I work as a research specialist at the Library of Congress.

  • Visualizing Networks


    “Communities and Networks” is the theme for this year’s AHA meeting, so let’s talk about them from a digital humanities historian’s perspective.

    In my own research I keep wishing there was a way that I could easily and dynamically visualize the various layers of relationship that exist within or across the groups of people I’m studying. Working on dissident Philadelphia Quakers during the American Revolution I’ve made some terrific discoveries by dipping into genealogical resources, for example: three of the dozen men involved in a Revolutionary-era business venture were closely related through marriage before any of it started because A had married the widowed mother of B while C had been married to B’s wife’s sister before she died quite young, perhaps in childbirth. And my interest in the business venture comes from noticing a correlation between individuals’ involvement in it (1775) and in a seemingly unrelated dispute on the religious front (1781). But that’s just one example within the community I’m studying, and the set of relationships quickly starts to get quite complicated. How do I see them all?

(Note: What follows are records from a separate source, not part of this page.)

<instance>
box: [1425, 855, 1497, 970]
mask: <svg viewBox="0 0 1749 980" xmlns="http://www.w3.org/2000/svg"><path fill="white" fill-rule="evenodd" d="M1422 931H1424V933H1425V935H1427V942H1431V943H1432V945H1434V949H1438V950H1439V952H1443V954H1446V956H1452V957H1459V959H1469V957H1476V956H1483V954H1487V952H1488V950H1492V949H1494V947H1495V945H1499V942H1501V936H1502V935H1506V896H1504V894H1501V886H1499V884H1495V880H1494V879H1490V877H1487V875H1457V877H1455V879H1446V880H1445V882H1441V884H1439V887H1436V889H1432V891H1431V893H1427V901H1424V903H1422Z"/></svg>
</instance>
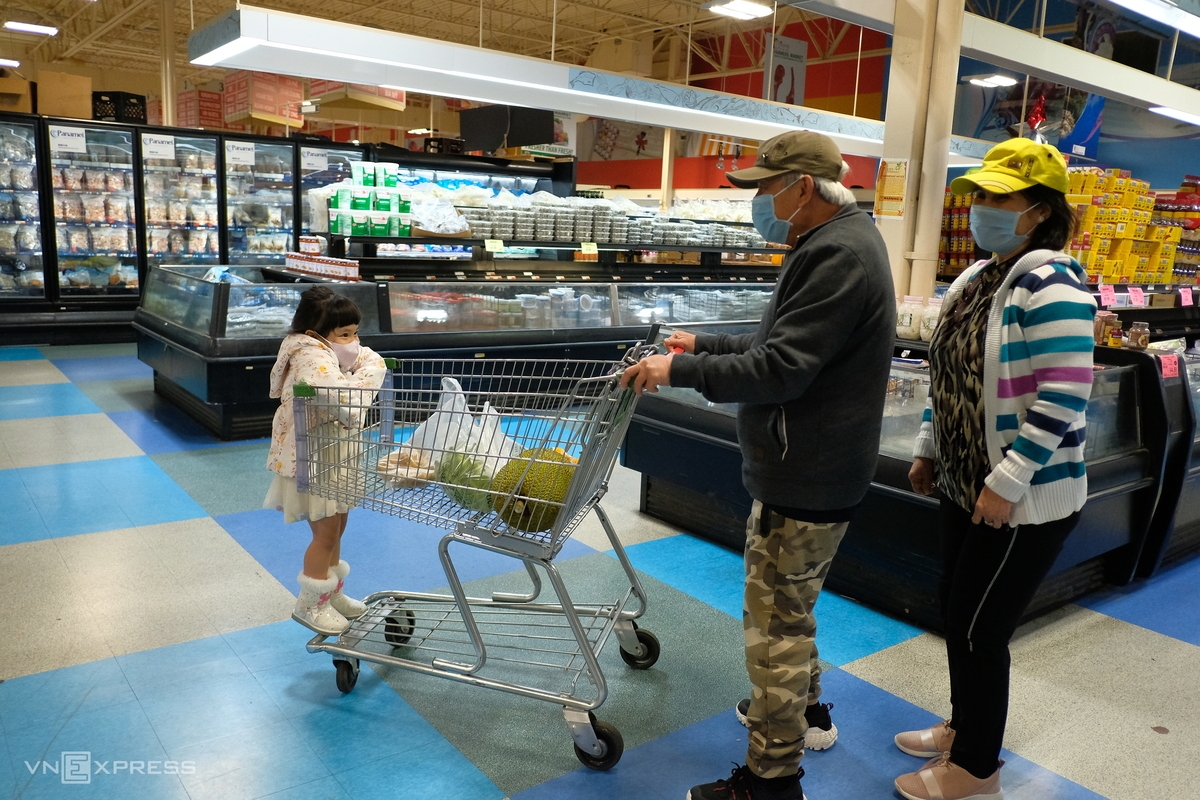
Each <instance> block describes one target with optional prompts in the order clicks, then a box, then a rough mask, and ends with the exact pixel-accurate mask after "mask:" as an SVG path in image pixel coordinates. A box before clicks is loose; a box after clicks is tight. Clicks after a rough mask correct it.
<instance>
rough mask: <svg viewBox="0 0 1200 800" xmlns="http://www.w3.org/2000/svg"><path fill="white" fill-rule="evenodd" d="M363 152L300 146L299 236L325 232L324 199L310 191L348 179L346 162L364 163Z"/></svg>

    I’ve looked at (and experimented with) some genealogical software and it’s got room for lots of details as annotations, but is mostly geared toward showing trees: all someone’s ancestors or all someone’s descendants–which for my purposes is limited and flat. What I want to see is more like a rhizome or a social molecule or a Facebook for historians with multiple facets, different types of relationships, metadata, footnotes and visualization tools (and sure, GIS) built in.  And it’s not just about family connections, but all manner of social and cultural connections between people that may or may not end up being significant—but how will I know until I can see them?

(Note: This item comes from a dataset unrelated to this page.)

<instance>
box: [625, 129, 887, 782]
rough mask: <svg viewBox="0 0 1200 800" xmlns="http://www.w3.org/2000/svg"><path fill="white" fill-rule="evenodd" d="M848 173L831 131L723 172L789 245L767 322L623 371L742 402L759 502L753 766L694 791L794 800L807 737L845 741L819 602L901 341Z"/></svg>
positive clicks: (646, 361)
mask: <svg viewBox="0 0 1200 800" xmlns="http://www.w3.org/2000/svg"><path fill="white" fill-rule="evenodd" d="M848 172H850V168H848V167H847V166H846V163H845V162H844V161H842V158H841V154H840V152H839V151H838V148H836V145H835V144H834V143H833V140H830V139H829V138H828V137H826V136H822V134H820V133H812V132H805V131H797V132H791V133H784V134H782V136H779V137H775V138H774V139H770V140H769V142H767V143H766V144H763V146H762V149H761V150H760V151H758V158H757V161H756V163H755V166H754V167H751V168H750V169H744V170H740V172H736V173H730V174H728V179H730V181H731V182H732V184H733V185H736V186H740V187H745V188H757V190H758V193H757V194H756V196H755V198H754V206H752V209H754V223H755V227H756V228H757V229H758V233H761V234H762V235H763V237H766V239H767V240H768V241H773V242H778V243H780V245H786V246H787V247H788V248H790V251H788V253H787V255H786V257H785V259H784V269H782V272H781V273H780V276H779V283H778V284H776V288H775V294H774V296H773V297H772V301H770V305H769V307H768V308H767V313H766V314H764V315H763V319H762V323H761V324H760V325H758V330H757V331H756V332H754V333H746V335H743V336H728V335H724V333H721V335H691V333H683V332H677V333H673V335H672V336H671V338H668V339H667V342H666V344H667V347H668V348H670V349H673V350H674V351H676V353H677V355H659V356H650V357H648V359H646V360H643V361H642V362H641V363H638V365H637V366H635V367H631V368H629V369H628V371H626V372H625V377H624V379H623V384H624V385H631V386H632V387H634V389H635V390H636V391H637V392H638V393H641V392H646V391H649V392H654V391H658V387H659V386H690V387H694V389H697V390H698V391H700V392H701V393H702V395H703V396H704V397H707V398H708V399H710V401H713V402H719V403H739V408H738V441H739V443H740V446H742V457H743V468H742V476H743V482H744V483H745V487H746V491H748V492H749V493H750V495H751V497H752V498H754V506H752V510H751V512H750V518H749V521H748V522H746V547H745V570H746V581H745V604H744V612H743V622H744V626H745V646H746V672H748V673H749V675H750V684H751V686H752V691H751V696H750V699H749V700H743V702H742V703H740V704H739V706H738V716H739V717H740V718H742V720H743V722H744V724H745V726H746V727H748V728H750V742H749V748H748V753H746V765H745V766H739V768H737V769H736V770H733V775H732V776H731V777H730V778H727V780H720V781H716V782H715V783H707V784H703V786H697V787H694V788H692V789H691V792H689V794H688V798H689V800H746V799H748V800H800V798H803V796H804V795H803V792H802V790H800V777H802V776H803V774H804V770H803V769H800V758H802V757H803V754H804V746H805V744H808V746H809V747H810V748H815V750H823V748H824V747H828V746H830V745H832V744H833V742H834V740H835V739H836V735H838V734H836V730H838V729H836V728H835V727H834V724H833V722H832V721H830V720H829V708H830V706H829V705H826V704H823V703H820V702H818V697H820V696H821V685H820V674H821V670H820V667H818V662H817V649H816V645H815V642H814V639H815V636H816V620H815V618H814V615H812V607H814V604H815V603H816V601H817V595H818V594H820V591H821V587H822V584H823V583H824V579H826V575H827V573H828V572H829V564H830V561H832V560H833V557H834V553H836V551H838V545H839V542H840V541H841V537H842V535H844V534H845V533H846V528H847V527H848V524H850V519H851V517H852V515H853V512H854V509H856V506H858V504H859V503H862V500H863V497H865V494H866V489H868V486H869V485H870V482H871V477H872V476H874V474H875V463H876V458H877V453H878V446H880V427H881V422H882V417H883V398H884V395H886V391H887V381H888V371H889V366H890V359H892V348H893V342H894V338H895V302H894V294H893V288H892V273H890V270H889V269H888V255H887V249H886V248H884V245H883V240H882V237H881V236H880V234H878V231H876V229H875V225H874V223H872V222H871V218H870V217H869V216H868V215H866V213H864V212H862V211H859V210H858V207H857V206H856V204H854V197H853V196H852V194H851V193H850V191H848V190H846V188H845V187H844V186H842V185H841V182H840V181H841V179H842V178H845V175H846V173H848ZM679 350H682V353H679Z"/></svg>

    Though the critical impulses may be similar, this poses a different methodological problem than working with specific texts via data mining or network analysis, because the bits of evidence that add up to layers of relationship are gathered from many different idiosyncratic and specific historical sources in a process that isn’t close to being mechanizable yet, if ever. (My research boundaries, in other words, are not delimited by a  set of texts or sources; given time and survival, everything that exists is fair game.)  And my interest at this point is less in displaying some final product on the open Web (though that’s surely a worthy goal as well) than in visualizing the networks so that I can make better sense of them, for the purposes of interpreting them to address historical-cultural questions.

    I have some examples of experimental diagrams I’d like to share with interested colleagues to see if they’re interpretable or useful. I’d also love for us to talk about what historians might need in the way of purpose-built network-visualization software—and what we need to learn (in terms of computing, information theory, etc.) to create that most effectively. Or… are there projects out there that already address these needs? Jean Bauer, who I’m hoping will join the session, is working on Project Quincy and DAVILA. Is there existing multi-use software–I’ve wondered about DEVONthink for example–that can somehow bend to these purposes?

    So, if any aspect of this ethnographically-inspired digital-historical prosopographical fantasy appeals to you–how to specify it, build it, use it, improve it–I’d love for us to chat.

    (An earlier version of this session took place at THATCamp Virginia in December 2010.)